Gable Steveson of the United States beat Geno Petriashvili of Georgia to win the gold medal in wrestling on Aug. 6, 2021. (Piroschka Van De Wouw, Reuters)
THE MAT — I have loads of respect for wrestlers. Theirs is a wildly difficult sport that requires a colossal amount of dedication and training.
I attended a junior high that for years was a juggernaut when it came to wrestling. They won district championship after district championship, and I believe I hold a very distinct title at the powerhouse wrestling junior high: worst wrestler ever.

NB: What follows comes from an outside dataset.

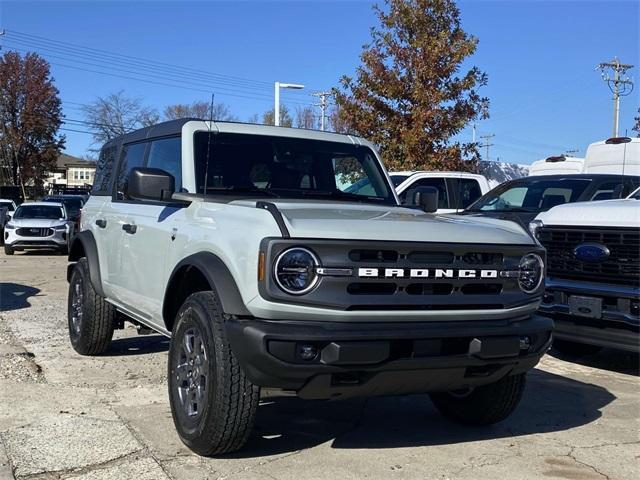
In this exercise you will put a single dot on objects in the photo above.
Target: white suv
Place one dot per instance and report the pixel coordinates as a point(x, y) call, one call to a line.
point(244, 244)
point(38, 226)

As a seventh-grader, I wanted to be a part of something and joined the walk-on wrestling team. I showed up to every practice and every meet and I was a disaster.
I’m guessing you all think I am being humble, but I’m not. I was truly terrible. I was a big, chubby kid with zero muscle mass who got in one match all season. I was pinned within 10 seconds.
My bewildering terribleness at one of the world’s oldest Olympic sports is probably why I have no idea what’s going on in this video.
— #TokyoOlympics (@NBCOlympics) August 6, 2021
American wrestler Gable Steveson was battling Georgia’s Geno Petriashvili in the gold medal wrestling match at the Tokyo Olympic Games. Steveson trailed Petriashvili by one with just seconds left. As time ran out, Steveson pulled a move and the next thing you know he’s one point ahead and a gold medalist. My head spun when I saw it. I had absolutely no idea what was going on — my junior high wrestling coach would be so disappointed.
I decided to do some googling and found out that with seconds left, Steveson did a spin-behind takedown that is apparently worth two points. Not only did he do it as time ran out, but he also did it a few seconds before, when he was down by three points. Best way to describe it to those who don’t know wrestling: Steveson’s team was down by five with 10 seconds left; he hit a 3-pointer then stole the inbounds pass and hit another 3-pointer at the buzzer to win the game.
Congrats to you and your gold medal, Gable Steveson. And thanks for entertaining us and forcing all of us to learn a little bit more about wrestling — even us truly terrible wrestlers.